Fields Company purchased a 70% interest in Mullen Company five years ago with no AAP (i.e., purchased at book value). Each reports the following income statement for the current year:
Income Statement |
||
Fields |
Mullen |
|
Sales |
$7,800,000 |
$1,250,000 |
Cost of goods sold |
(5,900,000) |
(675,000) |
Gross Profit |
1,900,000 |
575,000 |
Income (loss) from subsidiary |
206,500 |
|
Operating expenses |
(1,650,000) |
(280,000) |
Net income |
$ 456,500 |
$ 295,000 |
Required:
a. Compute the income (loss) from subsidiary of $206,500 reported by the Fields Company.
b.

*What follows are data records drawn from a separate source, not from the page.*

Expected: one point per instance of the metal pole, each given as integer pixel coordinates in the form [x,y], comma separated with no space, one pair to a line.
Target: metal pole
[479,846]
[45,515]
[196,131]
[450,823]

Prepare the consolidated income statement for the current year.
a) As Fields company purchased 70% interest in Mullen company, its income (loss) from subsidiary will be 70% of the total net income of Mullen company which is calculated as follows:-
Total Net income of Mullen company = $295,000
Fields company's share = 70%
Income (loss) from Subsidiary reported by Fields company = $295,000*70% = $206,500
b) Consolidated Income Statement (Amount in $)
Particulars | Fields | Mullen | Total |
Sales | 7,800,000 | 1,250,000 | 9,050,000 |
Less: Cost of goods sold | (5,900,000) | (675,000) | (6,575,000) |
Gross Profit | 1,900,000 | 575,000 | 2,475,000 |
Less: Operating expenses | (1,650,000) | (280,000) | (1,930,000) |
Net Income | 250,000 | 295,000 | 545,000 |
Less: Share of non controlling interest* ($295,000*30%) | (88,500) | ||
Consolidated Net income | 456,500* |
*In consolidated income statement, only holding company's share of income in subsidiary is included.